Выбрать главу

— Именем короля! Слушайте! Слушайте! Слушайте! В силу величайшего столпотворения для защиты подданных их величество арл Годрикт просят и требуют от участников поединка отказаться от обращения в тварей силою магической. Тем паче, что вид наготы, непременно сопутствующий оному превращению, непристоен по сути своей и тем способен оскорбить взор сиятельного арла, а также присутствующих на ристании благородных дам и девиц, и благочестивых служителей церкви. Посему участникам поединка належит сражаться, не отступая от законов человеческого естества.

Вздох разочарования прокатился через трибуны.

Это была та самая помощь, которую обещал арл Годерикт. Возможно, Ариовисту требование арла и дало бы фору, спасти же меня могло лишь чудо.

Вновь зазвучали трубы и сам Годерикт выкрикнул:

— Поединку — да свершиться!

Королевский герольд спешно покинул площадку и укрылся за ограждением. Последний раз отыскал я в толпе лицо Сагитты, вгляделся в бесконечно дорогие черты. Мне не в чем было себя упрекнуть — окажись у меня возможность прожить жизнь иначе, я не изменил бы в ней ни дня.

Я облачился в рукавицы и не глядя протянул руку.
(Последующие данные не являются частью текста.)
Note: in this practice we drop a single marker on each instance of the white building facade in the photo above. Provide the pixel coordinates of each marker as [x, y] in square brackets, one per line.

Услад вложил в нее шлем. Я решительно надел шлем на голову, застегнул пряжку ремня под подбородком и вытащил клинок. Два рыцаря перерубили канаты, освобождая проход на площадку с моей стороны и там, где стоял Мантикор.

На глазах у изумленной толпы вокруг колдуна начал складываться призрачный доспех. С каждым шагом он становился все плотнее и плотнее, и когда мы поравнялись в центре ристалища, передо мною стоял закованный в броню рыцарь. Порожденье магии, доспех казался провалом во тьму — ни единого солнечного блика не мелькало на нем, не было и теней, что отмечали бы сочленения деталей, ибо никакая тень не могла превзойти его совершенной черноты. Шлем-бацинет с сильно вытянутым забралом напоминал клюв хищной птицы.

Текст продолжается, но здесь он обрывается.